L'Évangile de Pierre est un évangile de type synoptique, attribué à l'apôtre Pierre mais rédigé probablement par un chrétien mystique d'origine judéenne[1], après le milieu du IIe siècle[2], quoique la datation de sa composition soit débattue et que certains chercheurs en fassent un possible document contemporain des évangiles canoniques, voire les préludant. Il n'est connu que par un long fragment trouvé dans la tombe d’un moine d'Akhmîm (Haute-Égypte). Il a été déclaré apocryphe au VIe siècle.

Un fragment du manuscrit trouvé à Akhmîm (Haute-Égypte).

C'est le seul évangile connu qui propose une description de la façon dont Jésus de Nazareth serait sorti du tombeau lors de sa Résurrection, les quatre Évangiles canoniques ne rapportant quant à eux que des apparitions postérieures.

Découverte

C'est au cours de l'hiver 1886-87 qu'un fragment copte de cet évangile copié sur un manuscrit du VIIIe ou IXe siècle fut retrouvé à l'occasion de fouilles archéologiques sur le site de la nécropole d'Akhmîm en Haute-Égypte[3]. Composé de neuf feuillets, il faisait partie d'une série d'écrits figurant dans un codex grec présent dans la tombe d'un moine[4] - [3]. Ce qui indique qu'il était encore utilisé en Égypte à l'époque de l'inhumation du moine.
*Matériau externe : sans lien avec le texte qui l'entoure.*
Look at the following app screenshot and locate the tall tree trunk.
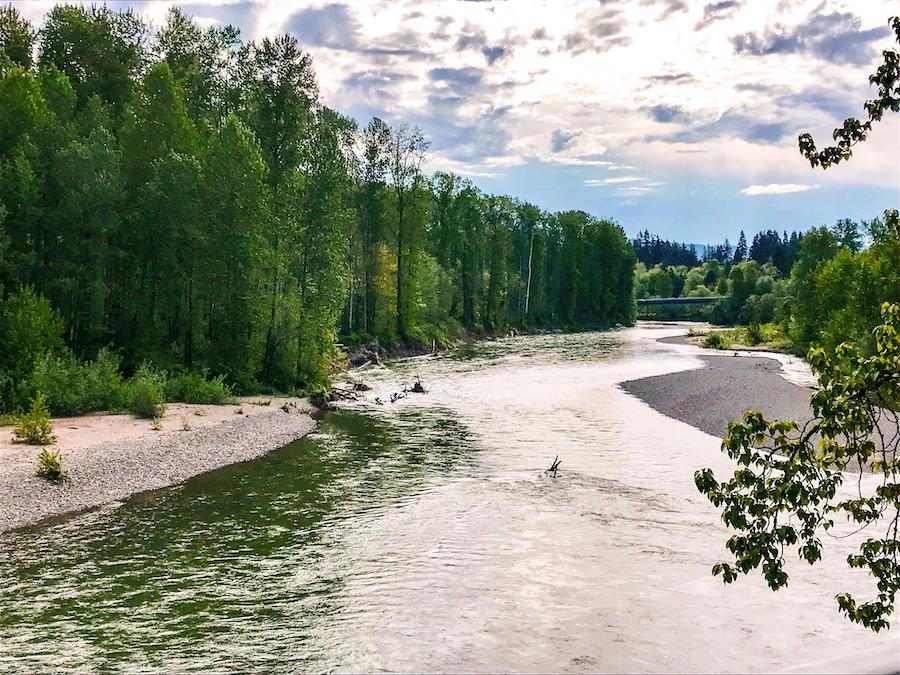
[525,228,534,319]
[397,191,406,339]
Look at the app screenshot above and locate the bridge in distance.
[635,296,722,307]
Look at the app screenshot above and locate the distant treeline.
[631,224,803,274]
[0,5,635,409]
[635,218,900,354]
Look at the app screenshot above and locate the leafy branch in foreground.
[694,303,900,632]
[798,16,900,169]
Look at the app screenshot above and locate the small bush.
[703,333,725,349]
[13,394,56,445]
[166,373,234,405]
[125,363,166,419]
[36,448,66,483]
[747,322,763,346]
[19,349,125,416]
[81,349,126,412]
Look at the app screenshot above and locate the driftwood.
[547,455,562,478]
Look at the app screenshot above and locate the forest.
[635,211,900,356]
[0,5,635,413]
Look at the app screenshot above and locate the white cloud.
[741,183,819,196]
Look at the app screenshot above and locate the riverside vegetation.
[695,17,900,631]
[634,211,900,356]
[0,5,634,417]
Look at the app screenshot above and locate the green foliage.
[695,303,900,631]
[18,350,125,416]
[0,5,634,415]
[798,17,900,169]
[165,373,234,405]
[125,363,166,419]
[703,331,726,349]
[13,393,56,445]
[35,448,66,483]
[0,287,65,402]
[0,5,34,68]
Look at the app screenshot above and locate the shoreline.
[0,399,316,533]
[619,328,814,438]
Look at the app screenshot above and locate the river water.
[0,325,900,672]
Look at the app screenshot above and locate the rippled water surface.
[0,326,900,671]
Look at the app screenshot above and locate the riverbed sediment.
[620,355,813,437]
[0,405,315,532]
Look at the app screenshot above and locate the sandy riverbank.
[620,340,813,437]
[0,398,315,531]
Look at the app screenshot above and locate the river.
[0,325,900,672]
Il fut rapidement identifié à un document mentionné par plusieurs auteurs anciens et connu sous le nom d'Évangile de Pierre.
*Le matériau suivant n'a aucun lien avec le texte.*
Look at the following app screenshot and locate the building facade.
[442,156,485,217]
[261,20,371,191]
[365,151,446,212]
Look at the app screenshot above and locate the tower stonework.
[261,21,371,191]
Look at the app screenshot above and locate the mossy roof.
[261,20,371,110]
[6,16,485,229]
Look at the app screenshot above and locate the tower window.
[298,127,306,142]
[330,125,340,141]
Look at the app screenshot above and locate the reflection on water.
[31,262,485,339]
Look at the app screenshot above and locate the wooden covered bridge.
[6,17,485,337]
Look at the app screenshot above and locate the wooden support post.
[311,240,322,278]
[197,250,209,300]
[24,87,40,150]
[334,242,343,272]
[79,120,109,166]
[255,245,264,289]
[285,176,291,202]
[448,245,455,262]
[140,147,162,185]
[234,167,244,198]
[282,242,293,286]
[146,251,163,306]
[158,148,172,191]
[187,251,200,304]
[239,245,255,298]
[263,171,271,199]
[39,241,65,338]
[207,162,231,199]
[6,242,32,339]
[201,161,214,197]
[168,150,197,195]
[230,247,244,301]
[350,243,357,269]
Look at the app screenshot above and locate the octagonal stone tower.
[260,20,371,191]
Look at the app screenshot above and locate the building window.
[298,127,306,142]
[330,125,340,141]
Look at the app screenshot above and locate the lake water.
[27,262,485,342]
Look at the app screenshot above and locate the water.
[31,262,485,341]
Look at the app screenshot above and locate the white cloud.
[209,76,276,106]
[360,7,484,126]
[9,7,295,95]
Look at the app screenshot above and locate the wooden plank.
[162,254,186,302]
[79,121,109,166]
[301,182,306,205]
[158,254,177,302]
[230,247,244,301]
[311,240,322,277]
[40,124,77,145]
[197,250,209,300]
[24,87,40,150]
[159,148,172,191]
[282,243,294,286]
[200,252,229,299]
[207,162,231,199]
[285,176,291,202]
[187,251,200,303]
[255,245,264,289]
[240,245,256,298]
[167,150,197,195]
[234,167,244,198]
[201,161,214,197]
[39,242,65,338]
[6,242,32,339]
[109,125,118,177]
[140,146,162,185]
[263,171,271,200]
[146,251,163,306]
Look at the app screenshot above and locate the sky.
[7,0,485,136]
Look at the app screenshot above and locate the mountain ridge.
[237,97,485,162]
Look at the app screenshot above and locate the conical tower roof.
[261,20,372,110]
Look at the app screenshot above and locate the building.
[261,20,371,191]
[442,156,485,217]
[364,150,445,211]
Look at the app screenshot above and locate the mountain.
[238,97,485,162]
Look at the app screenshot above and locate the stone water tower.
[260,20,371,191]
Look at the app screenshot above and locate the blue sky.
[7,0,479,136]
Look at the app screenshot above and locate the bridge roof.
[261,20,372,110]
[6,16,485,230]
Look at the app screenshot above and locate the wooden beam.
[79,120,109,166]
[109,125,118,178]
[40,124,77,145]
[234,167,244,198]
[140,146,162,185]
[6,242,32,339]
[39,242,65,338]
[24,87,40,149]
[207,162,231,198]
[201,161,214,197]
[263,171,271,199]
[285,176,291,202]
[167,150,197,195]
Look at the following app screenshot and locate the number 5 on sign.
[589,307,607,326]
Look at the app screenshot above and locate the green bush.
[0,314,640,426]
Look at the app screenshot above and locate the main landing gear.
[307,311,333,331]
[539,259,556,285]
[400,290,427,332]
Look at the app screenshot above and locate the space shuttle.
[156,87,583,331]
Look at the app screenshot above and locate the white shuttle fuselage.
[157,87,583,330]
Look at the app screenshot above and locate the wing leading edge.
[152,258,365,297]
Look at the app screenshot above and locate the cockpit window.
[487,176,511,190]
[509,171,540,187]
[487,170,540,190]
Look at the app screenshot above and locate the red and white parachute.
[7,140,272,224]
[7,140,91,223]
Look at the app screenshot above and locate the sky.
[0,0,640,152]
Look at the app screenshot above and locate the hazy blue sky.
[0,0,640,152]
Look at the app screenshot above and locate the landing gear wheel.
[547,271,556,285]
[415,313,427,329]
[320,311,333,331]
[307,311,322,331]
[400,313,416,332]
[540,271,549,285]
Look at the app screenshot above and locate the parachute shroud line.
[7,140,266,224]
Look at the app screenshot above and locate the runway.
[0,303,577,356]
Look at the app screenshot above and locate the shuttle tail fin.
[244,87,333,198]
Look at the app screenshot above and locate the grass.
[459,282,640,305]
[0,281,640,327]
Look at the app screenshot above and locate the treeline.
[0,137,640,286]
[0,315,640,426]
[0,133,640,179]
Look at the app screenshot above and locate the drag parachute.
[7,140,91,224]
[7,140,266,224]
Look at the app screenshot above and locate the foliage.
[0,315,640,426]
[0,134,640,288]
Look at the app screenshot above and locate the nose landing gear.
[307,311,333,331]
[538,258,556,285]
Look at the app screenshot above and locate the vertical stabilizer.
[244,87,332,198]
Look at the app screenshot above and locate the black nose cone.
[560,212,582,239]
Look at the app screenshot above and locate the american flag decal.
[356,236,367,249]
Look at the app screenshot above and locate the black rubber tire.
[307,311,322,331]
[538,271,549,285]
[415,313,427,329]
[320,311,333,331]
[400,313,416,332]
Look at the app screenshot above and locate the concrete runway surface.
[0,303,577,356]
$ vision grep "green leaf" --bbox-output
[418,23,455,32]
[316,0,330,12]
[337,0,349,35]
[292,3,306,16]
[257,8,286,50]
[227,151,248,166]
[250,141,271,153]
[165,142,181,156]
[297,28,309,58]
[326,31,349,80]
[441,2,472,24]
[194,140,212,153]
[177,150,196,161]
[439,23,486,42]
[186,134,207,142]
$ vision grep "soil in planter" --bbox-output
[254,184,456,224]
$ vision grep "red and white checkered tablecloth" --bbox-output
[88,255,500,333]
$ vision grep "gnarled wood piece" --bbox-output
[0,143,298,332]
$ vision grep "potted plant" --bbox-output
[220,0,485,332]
Le texte – dont il ne subsiste qu'une partie – a longtemps été considéré comme un récit uniquement de la Passion, car il débute en l'état par la comparution de Jésus devant Pilate. La découverte de divers autres fragments – dont le papyrus Oxyrhynque 4009 – peuvent toutefois laisser penser, par parallèle synoptique, qu'il s'agissait d'un évangile couvrant également tout le ministère de Jésus[5], même si la question reste débattue[6].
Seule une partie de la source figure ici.